Hall baixou o olhar.

— Eu não disse... E por falar nisso, só que em um assunto não relacionado – Vincent atrapalhara-se com as palavras, tentando fugir do assunto proposto – Quero resolver de uma vez por todas a minha situação por aqui... Não quero voltar pra estrada, não mais...

— Sério? – O garoto ergueu uma das sobrancelhas – Você estava cheio de “senão”, achei que pretendia seguir viagem... E já que tocamos no assunto, pra onde você estava indo quando te achamos no meio do bosque? – Seu olhar fixara-se no médico – Você estava sozinho, sem comida e água... Qual a tua história, cara?

Caminhando para o centro do cômodo, Hall sentara-se sobre o emaranhado de lençóis e colchas que agora faziam o papel de cama. Repousando o corpo ao lado dos baldes utilizados para a retenção da água, Vincent seguia reflexivo, calculando cada palavra antes de pronunciá-la.

— Eu fiquei tempo o bastante lá fora para saber que não quero mais voltar... Definitivamente, qualquer lugar é melhor que lá fora... – Outra breve pausa – E já que você parece tão interessado assim na minha história, bom... Digamos que antes de tudo isso acontecer, eu costumava consertar as coisas...

O garoto seguia observando-o atentamente. Hall prosseguira.

— Eu era muito bom inclusive... Costumava consertar as coisas de forma minuciosa, de uma maneira tão boa que elas não mais voltavam a demonstrar defeitos... Eu era elogiado por essa habilidade... O problema é que, depois de tanto consertar os defeitos alheios, eu acabei não conseguindo identificar um muito maior, dentro de mim mesmo... Hoje eu sei que perdi esse dom, não consigo mais fazer essas coisas...

Apesar de evasivo, J.J. conseguira, a sua maneira, captar a essência do que Hall acabara de dizer. Sentando-se ao lado do companheiro de morada, o jovem Cheever apagara o cigarro em um dos baldes, parcialmente cheio pela água da chuva.

Olhando para o médico, sem nem sequer conseguir mensurar tudo o que ele já havia passado nessa longa jornada pela sobrevivência, o garoto de cabelos loiros estendeu o braço esquerdo, dando um leve tapa nas costas do cirurgião.

— Eu não sei o que aconteceu com você cara... – Asseverou – E nem consigo imaginar as causas que te levaram a andar por aí, sem proteção, sem comida e água... Mas imagino que você já tenha visto muita merda, talvez mais até do que todos nós aqui dentro...

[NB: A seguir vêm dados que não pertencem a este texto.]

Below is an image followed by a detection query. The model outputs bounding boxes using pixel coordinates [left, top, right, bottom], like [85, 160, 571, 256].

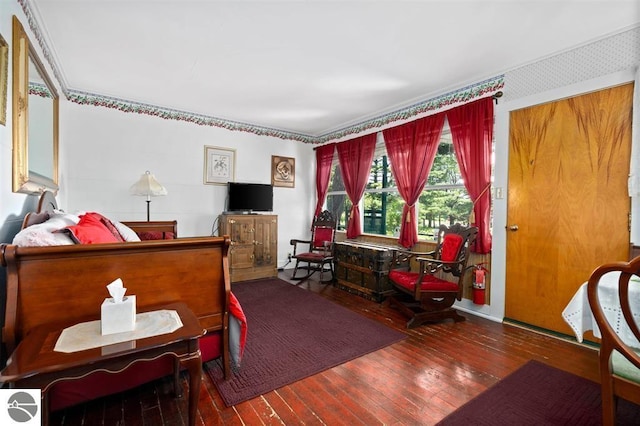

— Também imagino que você tenha perdido alguém da família, até porque, quem não perdeu alguém nessa droga de mundo? – O garoto ergueu os olhos, fitando agora a janela principal do casebre – Eu não consigo me imaginar sem minha irmã... Não sei se conseguiria continuar sem ela, então, entendo que toda essa droga deve ter sido muito foda pra você!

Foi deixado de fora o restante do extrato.